Examples of unacceptable storage locations for university confidential information:
- Unencrypted thumb drive or flash drive
- Cloud storage (examples: DropBox, iCloud, or OneDrive)
- Unencrypted Smart Device (tablets, iPads or Android devices)
Examples of acceptable storage locations for university confidential information:
- Encrypted thumb drive or flash drive (e.g., IronKey)
- Encrypted external hard drive (e.g., Apricorn Aegis Padlock)
How is computer encryption different from the Virtual Private Network (VPN)?
Computer encryption protects the data stored on your hard drive. The VPN protects data traveling from one Internet connection to another.
My computer is not a Windows or Mac. Should it still have computer encryption?
Computers with operating systems other than Windows or Mac (e.g., Linux OS) must have a completed and approved Texas State Device Encryption Exception Request on file.
Why does my encrypted Windows computer screen keep locking?
Windows 7 computers that use McAfee Endpoint Encryption are configured to lock Windows computer screens after 15 minutes of inactivity (e.g., no keyboard or mouse clicks).
Windows 10 computers are encrypted with BitLocker Drive Encryption and can be configured to lock the computer based upon the individual user's preference.
NOTE: Computers are only protected when locked. If a computer is unlocked and inactive, the data is unprotected, vulnerable, and in an unencrypted state.
Will computer encryption cause problems with any of the software application I use?
Encryption should not cause problems with software, and you should not see signs that the computer is encrypted.
Because of the level of security that encryption provides to computer data, using data migration tools like Apple’s Migration Assistant to transfer files between two computers may not function properly. Please use alternative methods of migrating data and settings from one computer to another.
What should I do if my encrypted computer is stolen or lost?
If your computer is lost or stolen, immediately contact your department head. The department head must report suspected or actual losses or theft of property first to the University Police Department (UPD), then to the Director of Materials Management.
IT Security is responsible for investigating any loss or exposure of university confidential information, and they will notify additional state agencies if necessary.
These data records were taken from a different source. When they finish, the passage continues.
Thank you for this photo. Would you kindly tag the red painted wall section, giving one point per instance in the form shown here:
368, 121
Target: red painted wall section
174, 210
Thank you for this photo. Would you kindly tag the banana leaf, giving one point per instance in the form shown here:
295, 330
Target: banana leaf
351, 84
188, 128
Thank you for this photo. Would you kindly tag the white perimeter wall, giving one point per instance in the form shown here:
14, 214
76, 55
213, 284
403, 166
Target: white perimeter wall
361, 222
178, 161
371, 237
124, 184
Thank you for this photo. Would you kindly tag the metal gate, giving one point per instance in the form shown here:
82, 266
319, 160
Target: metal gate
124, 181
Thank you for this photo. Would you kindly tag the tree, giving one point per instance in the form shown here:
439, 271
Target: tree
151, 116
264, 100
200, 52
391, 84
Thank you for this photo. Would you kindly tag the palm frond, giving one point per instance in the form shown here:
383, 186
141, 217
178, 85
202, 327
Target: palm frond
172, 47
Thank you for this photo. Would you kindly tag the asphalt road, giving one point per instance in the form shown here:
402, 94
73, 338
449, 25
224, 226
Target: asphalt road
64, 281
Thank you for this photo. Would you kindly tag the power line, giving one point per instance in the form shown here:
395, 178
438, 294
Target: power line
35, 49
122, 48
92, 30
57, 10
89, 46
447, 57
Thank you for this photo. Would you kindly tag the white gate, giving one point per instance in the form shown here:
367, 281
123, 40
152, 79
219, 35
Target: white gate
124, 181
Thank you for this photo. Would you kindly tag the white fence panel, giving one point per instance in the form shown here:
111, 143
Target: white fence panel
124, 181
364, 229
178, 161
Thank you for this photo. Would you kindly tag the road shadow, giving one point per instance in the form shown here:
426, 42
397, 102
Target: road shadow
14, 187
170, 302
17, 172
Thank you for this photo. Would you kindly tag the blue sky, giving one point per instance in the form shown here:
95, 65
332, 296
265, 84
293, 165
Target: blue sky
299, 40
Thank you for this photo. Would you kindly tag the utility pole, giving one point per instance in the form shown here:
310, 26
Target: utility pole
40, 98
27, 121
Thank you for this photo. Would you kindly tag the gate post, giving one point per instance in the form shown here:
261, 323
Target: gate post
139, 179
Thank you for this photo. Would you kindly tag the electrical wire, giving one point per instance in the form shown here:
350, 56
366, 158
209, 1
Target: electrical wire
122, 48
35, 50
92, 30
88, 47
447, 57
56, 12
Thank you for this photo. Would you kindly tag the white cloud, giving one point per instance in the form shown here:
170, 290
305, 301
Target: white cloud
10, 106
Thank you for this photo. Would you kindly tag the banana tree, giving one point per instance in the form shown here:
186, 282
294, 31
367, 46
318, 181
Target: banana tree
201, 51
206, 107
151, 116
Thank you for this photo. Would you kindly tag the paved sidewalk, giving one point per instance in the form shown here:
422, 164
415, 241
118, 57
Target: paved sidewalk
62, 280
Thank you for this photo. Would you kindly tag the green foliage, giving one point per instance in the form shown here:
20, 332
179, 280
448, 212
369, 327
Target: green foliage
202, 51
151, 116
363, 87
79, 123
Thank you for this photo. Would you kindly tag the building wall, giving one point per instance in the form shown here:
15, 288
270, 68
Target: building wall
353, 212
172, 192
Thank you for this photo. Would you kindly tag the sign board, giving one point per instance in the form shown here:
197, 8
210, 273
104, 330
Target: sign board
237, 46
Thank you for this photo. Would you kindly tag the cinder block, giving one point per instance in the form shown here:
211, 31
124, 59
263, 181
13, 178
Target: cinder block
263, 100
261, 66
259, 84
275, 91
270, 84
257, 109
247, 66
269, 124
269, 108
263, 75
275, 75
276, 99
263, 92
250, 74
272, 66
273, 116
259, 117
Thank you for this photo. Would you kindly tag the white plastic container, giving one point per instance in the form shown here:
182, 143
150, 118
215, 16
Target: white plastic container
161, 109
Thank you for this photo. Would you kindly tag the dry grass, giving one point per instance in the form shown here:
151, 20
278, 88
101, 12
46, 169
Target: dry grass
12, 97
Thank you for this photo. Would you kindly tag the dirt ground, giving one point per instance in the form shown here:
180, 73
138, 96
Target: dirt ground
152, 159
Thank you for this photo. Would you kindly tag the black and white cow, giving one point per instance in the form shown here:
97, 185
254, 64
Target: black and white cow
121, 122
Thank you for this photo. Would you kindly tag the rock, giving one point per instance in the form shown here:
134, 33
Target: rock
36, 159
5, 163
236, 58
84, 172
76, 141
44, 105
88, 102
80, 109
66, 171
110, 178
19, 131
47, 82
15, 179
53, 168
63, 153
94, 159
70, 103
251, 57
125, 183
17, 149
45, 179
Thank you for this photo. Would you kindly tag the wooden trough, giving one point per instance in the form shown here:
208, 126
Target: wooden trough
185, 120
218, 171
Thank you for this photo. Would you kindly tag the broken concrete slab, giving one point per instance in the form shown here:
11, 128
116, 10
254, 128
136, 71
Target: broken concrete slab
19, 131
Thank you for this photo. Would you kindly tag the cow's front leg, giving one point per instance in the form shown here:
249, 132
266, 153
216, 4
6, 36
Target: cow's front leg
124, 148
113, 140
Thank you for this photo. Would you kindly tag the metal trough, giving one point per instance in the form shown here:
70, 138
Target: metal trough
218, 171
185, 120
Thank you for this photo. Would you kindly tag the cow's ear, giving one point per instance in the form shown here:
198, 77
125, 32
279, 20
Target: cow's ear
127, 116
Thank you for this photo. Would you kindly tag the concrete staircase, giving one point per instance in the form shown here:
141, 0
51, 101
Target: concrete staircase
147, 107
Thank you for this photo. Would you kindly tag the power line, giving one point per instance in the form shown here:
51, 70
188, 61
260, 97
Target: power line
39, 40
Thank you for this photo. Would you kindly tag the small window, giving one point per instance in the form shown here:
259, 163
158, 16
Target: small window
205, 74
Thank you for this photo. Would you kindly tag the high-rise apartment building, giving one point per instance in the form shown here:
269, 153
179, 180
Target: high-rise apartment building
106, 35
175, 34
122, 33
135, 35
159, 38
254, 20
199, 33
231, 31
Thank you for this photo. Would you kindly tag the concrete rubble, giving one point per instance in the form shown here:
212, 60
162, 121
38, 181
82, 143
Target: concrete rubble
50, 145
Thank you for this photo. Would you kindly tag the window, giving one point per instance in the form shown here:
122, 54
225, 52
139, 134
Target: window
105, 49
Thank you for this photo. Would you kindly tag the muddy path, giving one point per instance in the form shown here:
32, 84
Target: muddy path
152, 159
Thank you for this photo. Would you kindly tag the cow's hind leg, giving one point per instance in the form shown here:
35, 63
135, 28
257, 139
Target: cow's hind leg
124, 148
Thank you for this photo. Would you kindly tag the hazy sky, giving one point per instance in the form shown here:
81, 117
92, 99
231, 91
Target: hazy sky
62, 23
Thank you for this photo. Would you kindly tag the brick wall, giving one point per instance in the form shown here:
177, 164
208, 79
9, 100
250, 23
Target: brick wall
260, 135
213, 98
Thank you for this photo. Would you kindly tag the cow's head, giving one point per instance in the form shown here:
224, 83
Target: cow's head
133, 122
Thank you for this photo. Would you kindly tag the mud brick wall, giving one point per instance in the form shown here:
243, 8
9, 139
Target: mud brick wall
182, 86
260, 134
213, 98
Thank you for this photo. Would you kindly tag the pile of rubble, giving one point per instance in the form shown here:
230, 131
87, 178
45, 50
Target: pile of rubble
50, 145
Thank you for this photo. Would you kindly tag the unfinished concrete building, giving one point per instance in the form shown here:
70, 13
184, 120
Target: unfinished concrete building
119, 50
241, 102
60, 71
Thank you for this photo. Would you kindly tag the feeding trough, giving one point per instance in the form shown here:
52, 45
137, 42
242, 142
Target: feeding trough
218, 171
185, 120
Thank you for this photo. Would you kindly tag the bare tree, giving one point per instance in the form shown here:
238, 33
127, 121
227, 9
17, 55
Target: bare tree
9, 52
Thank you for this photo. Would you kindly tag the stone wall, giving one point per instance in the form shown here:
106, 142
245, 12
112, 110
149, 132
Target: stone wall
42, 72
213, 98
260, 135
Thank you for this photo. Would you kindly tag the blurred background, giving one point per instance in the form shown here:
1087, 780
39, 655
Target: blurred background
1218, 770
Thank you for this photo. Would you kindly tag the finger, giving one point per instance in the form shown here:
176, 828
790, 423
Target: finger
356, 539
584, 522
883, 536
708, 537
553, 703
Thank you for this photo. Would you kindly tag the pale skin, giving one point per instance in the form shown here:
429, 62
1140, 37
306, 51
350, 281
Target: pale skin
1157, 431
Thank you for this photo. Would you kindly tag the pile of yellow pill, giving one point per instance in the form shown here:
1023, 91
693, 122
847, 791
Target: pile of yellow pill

See UPPS 05.01.01 for more information.
If a theft occurs while you are away from campus, contact the local authorities to report the incident.
Can faculty and staff select their own method of computer encryption for Texas State-owned computers?
No. Texas State-owned computers should adhere to the official university computer encryption solutions:
- File Vault 2 for Mac
- BitLocker for Windows
Texas State must be able to demonstrate that all data residing on a lost or stolen computer was encrypted when the computer disappeared. Otherwise, confidential data on the computer may be considered exposed and all regulatory notification requirements must be met.